问题
Here's some bar code data from a pandas
database
737318 Sikat Botol Pigeon 4902508045506 75170
737379 Natur Manual Breast Pump 8850851860016 75170
738753 Sunlight 1232131321313 75261
739287 Bodymist bodyshop 1122334455667 75296
739677 Bodymist ale 1234567890123 75367
I want to remove data that is suspicious (i.e. has too many repeated or successive digits) like 1232131321313
, 1122334455667
, 1234567890123
, etc. I am very tolerant of false negatives, but want to avoid false positives (bad bar codes) as much as possible.
回答1:
If you're worried about repeated and successive digits, you can take np.diff
of the digits and then compare against a triangular distribution using a Kolmogorov Smirnov test. The difference between successive digits for a random number should follow a triangular distribution between -10
and 10
, with a maximum at 0
import scipy.stats as stat
t = stat.triang(.5, loc = -10, scale = 20)

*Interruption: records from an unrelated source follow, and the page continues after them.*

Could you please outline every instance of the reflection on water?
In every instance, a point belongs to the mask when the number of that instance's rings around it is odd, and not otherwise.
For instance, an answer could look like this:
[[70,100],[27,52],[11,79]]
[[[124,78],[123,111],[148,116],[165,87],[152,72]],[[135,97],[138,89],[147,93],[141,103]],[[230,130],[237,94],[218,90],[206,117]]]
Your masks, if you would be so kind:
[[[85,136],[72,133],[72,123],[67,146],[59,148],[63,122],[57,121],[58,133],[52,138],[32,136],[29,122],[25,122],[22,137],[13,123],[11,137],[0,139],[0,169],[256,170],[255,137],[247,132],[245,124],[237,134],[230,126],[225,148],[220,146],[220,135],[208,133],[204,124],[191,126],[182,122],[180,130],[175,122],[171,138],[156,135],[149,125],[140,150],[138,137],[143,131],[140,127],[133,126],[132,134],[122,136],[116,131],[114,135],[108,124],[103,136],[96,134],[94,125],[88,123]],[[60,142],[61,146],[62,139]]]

Turning the bar codes into an array:
a = np.array(list(map(list, map(str, a))), dtype = int) # however you get `a` out of your dataframe
then build a mask with
np.array[stat.kstest(i, t.cdf).pvalue > .5 for i in np.diff(a, axis = 1)]
testing:
np.array([stat.kstest(j, t.cdf).pvalue > .5 for j in np.diff(np.random.randint(0, 10, (1000, 13)), axis = 1)]).sum()
Out: 720
You'll have about a 30% false negative rate, but a p-value threshold of .5
should pretty much guarantee that the values you keep don't have too many successive or repeat digits. If you want to really be sure you've eliminate anything suspicious, you may want to also KS test the actual digits against stat.uniform(scale = 10)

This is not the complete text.